VMGR-152 arrives at Whidbey Island for unit-level training
US Marine Corps News
By Cpl. Joseph Abrego | | August 17, 2017
U.S. Marines with Marine Aerial Refueler Transport Squadron (VMGR) 152 arrived at Naval Air Station Whidbey Island, Washington, Aug. 13, 2017.
VMGR-152 "Sumos" will conduct training as part of unit-level training Evergreen, which will serve as the squadron's 2017 Marine Corps Combat Readiness Evaluation.
The Sumos will conduct tri-lateral training with the U.S. Army 160th Special Operations Aviation Regiment and U.S. Army 1st Special Forces Group to gain valuable insight on the most recent Operation Inherent Resolve assault-support tactics. The squadron will also conduct division formation flights with stateside-based VMGR squadrons.

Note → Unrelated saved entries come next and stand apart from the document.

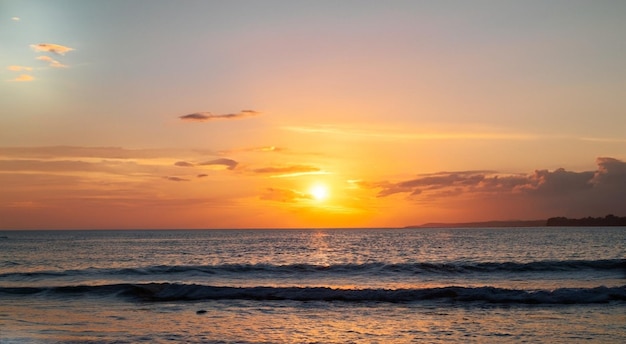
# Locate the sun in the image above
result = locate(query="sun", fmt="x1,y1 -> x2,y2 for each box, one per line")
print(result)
309,183 -> 329,201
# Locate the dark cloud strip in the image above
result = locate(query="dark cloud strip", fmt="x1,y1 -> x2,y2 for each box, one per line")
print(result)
164,176 -> 189,182
368,157 -> 626,216
180,110 -> 260,122
174,161 -> 195,167
199,158 -> 238,170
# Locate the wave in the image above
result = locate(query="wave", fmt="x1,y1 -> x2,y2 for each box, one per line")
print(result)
1,259 -> 623,279
1,283 -> 625,305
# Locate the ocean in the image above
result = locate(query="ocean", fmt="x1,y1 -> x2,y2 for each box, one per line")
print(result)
1,227 -> 624,343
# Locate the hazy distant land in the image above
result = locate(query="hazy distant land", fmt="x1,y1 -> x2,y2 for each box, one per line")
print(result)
409,215 -> 626,228
408,220 -> 546,228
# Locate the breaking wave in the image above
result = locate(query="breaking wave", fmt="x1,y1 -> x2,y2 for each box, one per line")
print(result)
1,283 -> 625,304
1,259 -> 624,280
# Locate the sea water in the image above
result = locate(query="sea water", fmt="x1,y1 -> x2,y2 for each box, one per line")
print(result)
0,227 -> 624,343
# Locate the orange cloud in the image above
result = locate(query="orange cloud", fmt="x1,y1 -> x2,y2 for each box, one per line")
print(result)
30,43 -> 74,55
7,65 -> 32,71
180,110 -> 260,122
11,74 -> 34,82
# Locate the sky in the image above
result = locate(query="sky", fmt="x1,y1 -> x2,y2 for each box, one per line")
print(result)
1,0 -> 625,229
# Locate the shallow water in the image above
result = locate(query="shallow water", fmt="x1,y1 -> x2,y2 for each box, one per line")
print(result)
1,227 -> 625,343
3,297 -> 625,343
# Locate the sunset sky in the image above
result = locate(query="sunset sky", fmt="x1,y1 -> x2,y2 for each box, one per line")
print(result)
1,0 -> 625,229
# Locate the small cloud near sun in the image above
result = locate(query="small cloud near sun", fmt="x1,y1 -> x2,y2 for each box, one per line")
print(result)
179,110 -> 260,122
12,17 -> 20,21
260,188 -> 312,203
30,43 -> 74,55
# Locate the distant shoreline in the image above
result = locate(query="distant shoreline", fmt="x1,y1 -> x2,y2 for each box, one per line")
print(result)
406,220 -> 546,229
408,215 -> 626,228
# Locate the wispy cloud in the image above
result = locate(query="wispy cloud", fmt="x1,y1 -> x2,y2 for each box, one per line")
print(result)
7,65 -> 32,72
8,43 -> 74,79
6,65 -> 35,82
252,164 -> 327,178
253,165 -> 320,174
282,124 -> 537,141
284,125 -> 626,145
12,17 -> 20,21
219,146 -> 284,155
0,159 -> 95,172
36,55 -> 67,68
5,201 -> 43,209
180,110 -> 260,122
30,43 -> 74,55
0,146 -> 188,160
578,137 -> 626,143
0,146 -> 243,188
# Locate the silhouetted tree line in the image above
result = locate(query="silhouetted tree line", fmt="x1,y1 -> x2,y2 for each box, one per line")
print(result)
546,214 -> 626,226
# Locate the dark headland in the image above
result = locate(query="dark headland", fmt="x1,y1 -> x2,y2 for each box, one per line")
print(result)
407,215 -> 626,228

"Unit-level training detachments like this allow us to train in all the various mission sets that we are expected to execute," said U.S. Marine Corps Maj. Brian Miller, director of standardization and safety with VMGR-152. "We do a lot of cargo runs and have fewer opportunities to conduct the other missions that the KC-130J and its aircrew can accomplish."
VMGR-152 stands to gain various qualifications through Evergreen and execute training missions outside their everyday operations.

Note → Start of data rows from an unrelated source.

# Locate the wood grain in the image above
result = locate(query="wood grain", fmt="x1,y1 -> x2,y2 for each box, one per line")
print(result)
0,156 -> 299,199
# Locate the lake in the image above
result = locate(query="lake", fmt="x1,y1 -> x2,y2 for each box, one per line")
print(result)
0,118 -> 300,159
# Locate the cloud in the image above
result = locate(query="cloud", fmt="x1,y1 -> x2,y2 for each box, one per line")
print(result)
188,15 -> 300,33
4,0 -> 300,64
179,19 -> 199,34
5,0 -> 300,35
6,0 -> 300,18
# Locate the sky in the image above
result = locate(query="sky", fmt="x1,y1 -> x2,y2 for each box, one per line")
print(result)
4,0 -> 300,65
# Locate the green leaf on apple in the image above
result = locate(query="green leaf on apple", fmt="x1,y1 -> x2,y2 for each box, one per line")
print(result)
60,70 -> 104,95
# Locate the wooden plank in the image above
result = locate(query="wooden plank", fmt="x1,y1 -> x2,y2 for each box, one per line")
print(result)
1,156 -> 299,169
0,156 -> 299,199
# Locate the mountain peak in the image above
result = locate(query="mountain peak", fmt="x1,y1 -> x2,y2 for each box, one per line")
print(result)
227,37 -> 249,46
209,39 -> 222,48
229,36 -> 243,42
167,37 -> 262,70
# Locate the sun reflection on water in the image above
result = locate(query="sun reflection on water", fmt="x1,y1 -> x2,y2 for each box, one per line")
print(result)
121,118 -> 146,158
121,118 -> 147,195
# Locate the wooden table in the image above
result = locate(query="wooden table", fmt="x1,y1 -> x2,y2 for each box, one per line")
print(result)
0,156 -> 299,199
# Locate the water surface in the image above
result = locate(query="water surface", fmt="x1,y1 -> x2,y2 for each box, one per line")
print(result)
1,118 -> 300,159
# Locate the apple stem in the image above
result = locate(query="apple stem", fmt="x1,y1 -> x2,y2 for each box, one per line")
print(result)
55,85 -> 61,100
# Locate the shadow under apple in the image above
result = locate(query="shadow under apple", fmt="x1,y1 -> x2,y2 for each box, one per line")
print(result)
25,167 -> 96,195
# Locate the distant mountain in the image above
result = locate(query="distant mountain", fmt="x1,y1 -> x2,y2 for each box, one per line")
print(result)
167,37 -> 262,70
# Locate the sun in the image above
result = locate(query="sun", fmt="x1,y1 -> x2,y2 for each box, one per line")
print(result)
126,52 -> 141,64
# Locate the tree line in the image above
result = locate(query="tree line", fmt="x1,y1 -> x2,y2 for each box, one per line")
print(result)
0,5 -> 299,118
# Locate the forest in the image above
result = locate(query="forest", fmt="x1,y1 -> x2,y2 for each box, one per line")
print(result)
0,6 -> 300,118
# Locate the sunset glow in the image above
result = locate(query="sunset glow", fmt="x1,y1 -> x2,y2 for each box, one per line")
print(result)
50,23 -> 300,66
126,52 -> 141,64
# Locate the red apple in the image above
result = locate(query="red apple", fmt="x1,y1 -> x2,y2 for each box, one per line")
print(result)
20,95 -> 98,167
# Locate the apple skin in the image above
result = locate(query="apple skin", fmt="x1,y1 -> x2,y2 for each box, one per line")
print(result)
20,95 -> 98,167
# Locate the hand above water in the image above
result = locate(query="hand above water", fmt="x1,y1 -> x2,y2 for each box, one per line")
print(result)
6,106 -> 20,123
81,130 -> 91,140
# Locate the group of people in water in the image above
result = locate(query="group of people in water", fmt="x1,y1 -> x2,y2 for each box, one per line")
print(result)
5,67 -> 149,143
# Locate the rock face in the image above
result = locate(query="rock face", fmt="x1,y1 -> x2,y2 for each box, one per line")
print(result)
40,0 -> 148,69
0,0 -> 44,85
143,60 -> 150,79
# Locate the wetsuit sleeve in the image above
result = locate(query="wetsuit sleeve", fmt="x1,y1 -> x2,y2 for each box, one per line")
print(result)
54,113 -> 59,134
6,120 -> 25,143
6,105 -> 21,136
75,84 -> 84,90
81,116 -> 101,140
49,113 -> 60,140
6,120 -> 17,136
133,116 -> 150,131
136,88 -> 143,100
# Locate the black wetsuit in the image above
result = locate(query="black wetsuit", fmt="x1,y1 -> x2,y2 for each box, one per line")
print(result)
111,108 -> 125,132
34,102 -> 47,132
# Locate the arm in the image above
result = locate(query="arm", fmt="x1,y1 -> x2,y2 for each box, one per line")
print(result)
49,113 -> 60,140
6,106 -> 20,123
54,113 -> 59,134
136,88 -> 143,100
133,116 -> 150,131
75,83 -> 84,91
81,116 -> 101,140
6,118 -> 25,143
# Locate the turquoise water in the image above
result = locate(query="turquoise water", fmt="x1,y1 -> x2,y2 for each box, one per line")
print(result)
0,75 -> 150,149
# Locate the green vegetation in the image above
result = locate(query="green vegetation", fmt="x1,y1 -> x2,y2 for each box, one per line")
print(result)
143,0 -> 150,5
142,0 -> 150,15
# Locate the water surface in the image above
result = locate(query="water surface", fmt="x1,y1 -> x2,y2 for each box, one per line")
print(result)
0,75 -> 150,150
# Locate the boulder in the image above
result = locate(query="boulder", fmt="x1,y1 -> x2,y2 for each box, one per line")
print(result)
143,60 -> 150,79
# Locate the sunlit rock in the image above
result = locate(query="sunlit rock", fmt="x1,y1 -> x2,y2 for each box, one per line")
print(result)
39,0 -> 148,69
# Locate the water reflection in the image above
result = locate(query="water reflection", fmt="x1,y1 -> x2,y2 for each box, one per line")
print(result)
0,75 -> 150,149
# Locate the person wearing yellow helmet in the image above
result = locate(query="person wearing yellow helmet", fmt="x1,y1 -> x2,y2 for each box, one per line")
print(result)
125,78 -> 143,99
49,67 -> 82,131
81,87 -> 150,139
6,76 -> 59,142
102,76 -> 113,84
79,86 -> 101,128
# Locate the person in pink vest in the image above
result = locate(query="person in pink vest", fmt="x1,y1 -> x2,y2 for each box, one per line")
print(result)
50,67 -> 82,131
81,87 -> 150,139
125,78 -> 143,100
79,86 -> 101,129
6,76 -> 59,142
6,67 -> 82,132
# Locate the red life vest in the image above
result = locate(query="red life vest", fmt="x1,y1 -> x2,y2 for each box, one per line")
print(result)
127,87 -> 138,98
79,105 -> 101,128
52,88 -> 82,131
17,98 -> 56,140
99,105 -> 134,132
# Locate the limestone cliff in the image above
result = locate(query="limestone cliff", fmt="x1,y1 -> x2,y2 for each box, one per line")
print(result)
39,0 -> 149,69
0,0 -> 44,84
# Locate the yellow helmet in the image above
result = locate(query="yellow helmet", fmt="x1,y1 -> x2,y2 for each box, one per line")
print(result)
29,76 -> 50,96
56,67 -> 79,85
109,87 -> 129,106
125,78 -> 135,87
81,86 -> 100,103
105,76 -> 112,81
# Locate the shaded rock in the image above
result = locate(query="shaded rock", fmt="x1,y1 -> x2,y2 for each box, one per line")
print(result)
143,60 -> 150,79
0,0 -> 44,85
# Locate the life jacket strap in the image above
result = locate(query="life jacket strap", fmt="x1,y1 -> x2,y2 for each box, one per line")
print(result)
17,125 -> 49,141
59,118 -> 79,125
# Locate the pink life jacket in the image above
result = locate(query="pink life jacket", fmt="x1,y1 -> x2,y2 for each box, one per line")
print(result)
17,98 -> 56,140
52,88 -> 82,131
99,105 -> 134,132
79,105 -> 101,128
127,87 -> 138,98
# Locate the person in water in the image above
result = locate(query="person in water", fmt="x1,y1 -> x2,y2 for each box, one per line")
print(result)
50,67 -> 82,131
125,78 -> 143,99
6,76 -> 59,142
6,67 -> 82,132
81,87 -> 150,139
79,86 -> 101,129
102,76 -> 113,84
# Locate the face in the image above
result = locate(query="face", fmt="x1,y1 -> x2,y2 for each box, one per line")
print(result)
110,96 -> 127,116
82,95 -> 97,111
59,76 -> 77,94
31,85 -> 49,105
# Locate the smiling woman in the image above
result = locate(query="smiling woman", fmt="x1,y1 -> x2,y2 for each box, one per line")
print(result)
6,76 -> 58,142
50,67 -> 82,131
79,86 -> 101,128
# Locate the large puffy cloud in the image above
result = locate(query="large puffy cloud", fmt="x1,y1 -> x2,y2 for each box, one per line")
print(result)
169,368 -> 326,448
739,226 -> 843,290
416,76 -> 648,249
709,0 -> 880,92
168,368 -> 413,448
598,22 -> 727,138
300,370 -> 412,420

"This unit-level training allows us to achieve various pilot and enlisted aircrew qualifications and training," said Miller. "On this detachment we will be able to conduct low altitude tactics, aerial delivery of both personnel and cargo, threat reaction tactics, air-to-air refueling with various helicopter assets to include special operations MH-47's and MH-60's from the army, aviation delivered ground refueling, tactical navigation and night vision goggle training. We should come away from this detachment having made one new aerial delivery instructor, basic instructor pilot, division lead pilot, night systems instructor crew master and a few others."
Through an aggressive schedule of various and diverse mission sets, the squadron also has the opportunity to build on inter-service cohesion.
"Interoperability is a big thing to gain from this unit-level training," said U.S. Marine Corps Staff Sgt. Leighton P. Gaddis, maintenance controller with VMGR-152. "It allows us to get with other services who do things a bit differently and find the common ground for what works and can translate well into real-world scenarios."
Evergreen is aimed to enhance combat readiness, maintain VMGR-152's high level of proficiency and provide experience to all those participating in the training.
"I expect nothing less of the Marines than to do what they do best," said Gaddis. "They will maintain the same level of professionalism they always do, execute orders proficiently and complete all assigned tasks."